Outbuildings, not afterthoughts. The garage doors at the Gamble house contain cloudlift rails and panels, a feature that recurs throughout the main house.

The Halstead house (1906) was a very modest commission for the Greenes. Originally quite small, it was built with a single bedroom. Yet even in this humble home there is considerable attention to detail. Many interior doors are a four-panel design, one over three. The center bottom panel is shorter than those flanking it. The rails above and below the bottom panels are angled to meet the shorter panel rather than stepped. This is a subtle, wonderful detail that inspires awe at the idea that someone thought to do it.

In some cases even garage doors got the full treatment. Today, most garage doors are generic. One look at the Gamble house’s garage, with lifts and pegs creatively arranged, and there’s no question as to its heritage – it is clearly Greene & Greene.

Active retirement. Charles Greene spent the last years of his life working in and on his studio in Carmel, Calif.

In 1916 Charles Greene moved his family north to Carmel, Calif., to pursue architecture at a reduced pace as well as other artistic endeavors. His years there resulted in some outstanding designs, very different from the Greene & Greene norm. Most notable is the D.L. James house, a magnificent testament to the natural beauty of the Northern California coast and to Charles Greene’s genius.

View from the back. The back entrance of the Blacker house is as important as the front. Unifying elements and design features are prominent.
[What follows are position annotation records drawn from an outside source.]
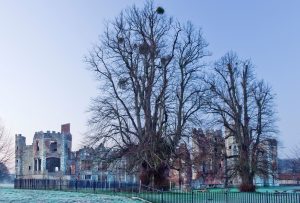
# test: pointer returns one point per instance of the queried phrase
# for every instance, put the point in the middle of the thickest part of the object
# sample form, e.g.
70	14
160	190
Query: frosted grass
48	196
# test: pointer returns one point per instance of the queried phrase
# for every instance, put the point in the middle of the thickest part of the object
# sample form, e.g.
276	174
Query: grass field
48	196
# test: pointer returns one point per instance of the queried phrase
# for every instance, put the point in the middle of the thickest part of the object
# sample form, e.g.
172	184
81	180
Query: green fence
154	195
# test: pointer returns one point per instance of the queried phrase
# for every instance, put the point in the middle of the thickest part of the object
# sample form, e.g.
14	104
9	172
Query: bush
247	187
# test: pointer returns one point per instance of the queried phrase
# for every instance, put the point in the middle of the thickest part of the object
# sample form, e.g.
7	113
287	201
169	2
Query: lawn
43	196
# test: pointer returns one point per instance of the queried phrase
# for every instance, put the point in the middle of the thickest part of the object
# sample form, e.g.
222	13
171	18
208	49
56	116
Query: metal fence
154	195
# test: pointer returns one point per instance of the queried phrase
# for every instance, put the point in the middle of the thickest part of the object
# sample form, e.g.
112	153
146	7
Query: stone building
50	156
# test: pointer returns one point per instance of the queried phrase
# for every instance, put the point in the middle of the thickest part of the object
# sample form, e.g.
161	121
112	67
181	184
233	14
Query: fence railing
154	195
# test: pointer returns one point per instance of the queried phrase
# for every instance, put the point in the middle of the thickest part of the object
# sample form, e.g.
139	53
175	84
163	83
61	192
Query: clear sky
44	81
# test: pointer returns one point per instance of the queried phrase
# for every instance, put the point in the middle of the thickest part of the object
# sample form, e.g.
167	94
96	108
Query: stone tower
20	145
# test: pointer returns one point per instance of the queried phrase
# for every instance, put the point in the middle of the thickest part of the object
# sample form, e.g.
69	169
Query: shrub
247	187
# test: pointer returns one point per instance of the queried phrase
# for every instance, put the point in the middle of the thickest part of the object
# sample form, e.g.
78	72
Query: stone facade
50	156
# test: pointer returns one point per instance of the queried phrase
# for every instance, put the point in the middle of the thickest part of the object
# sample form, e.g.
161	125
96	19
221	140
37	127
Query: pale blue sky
44	82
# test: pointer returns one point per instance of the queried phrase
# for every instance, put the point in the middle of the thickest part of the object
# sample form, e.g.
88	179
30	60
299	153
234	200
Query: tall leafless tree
148	68
245	106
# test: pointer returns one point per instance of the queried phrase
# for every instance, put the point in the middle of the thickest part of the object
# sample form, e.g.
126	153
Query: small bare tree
148	68
245	106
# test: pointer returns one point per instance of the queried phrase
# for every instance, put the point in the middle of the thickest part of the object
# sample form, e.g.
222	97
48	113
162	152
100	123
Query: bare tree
245	106
148	68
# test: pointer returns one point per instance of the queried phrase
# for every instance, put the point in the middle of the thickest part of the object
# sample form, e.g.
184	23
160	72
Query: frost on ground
43	196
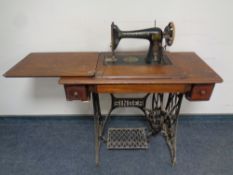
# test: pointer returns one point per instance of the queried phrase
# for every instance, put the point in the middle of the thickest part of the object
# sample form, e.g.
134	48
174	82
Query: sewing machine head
154	35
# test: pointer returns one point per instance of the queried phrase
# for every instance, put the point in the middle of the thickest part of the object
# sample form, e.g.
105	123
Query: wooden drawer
200	92
77	92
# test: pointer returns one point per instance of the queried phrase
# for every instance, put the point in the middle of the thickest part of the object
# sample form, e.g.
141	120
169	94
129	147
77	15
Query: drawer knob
203	92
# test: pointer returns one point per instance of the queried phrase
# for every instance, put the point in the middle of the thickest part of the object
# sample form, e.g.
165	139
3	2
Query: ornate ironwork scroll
164	119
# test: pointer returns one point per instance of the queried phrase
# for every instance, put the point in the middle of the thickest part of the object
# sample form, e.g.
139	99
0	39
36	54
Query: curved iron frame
161	118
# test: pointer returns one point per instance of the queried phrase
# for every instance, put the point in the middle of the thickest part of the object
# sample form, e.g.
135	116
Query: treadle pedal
127	138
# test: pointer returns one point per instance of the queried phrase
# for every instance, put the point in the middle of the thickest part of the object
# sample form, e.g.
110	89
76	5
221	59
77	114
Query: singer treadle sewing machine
155	52
164	77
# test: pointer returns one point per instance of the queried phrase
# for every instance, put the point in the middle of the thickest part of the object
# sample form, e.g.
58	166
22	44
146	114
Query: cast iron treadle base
127	138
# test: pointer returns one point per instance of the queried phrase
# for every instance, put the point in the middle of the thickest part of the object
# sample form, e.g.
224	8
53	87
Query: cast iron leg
97	125
170	123
164	119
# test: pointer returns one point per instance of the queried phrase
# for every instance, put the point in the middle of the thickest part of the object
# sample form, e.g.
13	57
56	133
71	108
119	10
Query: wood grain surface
55	65
186	68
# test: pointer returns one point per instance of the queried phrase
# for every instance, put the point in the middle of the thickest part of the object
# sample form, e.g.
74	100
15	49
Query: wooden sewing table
85	73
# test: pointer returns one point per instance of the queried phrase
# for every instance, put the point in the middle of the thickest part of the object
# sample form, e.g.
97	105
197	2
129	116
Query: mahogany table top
89	68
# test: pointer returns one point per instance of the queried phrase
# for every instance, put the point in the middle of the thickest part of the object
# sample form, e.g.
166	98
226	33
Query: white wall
203	26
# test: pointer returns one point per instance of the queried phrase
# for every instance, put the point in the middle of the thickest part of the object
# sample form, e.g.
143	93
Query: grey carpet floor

For the last 30 years of his life, Charles’ primary canvas was his Carmel studio. The hand of the master is, to this day, seen everywhere. His carving work on the doors is magnificent. Some carvings remain unfinished, with Charles’ chalk and pencil sketches still visible on them. As for all of us, Charles’ list of projects was longer than his years on earth.

Now that building components are mere commodities, it is important to recall a time when homes, large or small, were built with attention to even minor details. Unfortunately, today such quality is available only to the very wealthy. Perhaps one day the pendulum will again swing in the other direction.

Until then, we can look to the work of the past and hope.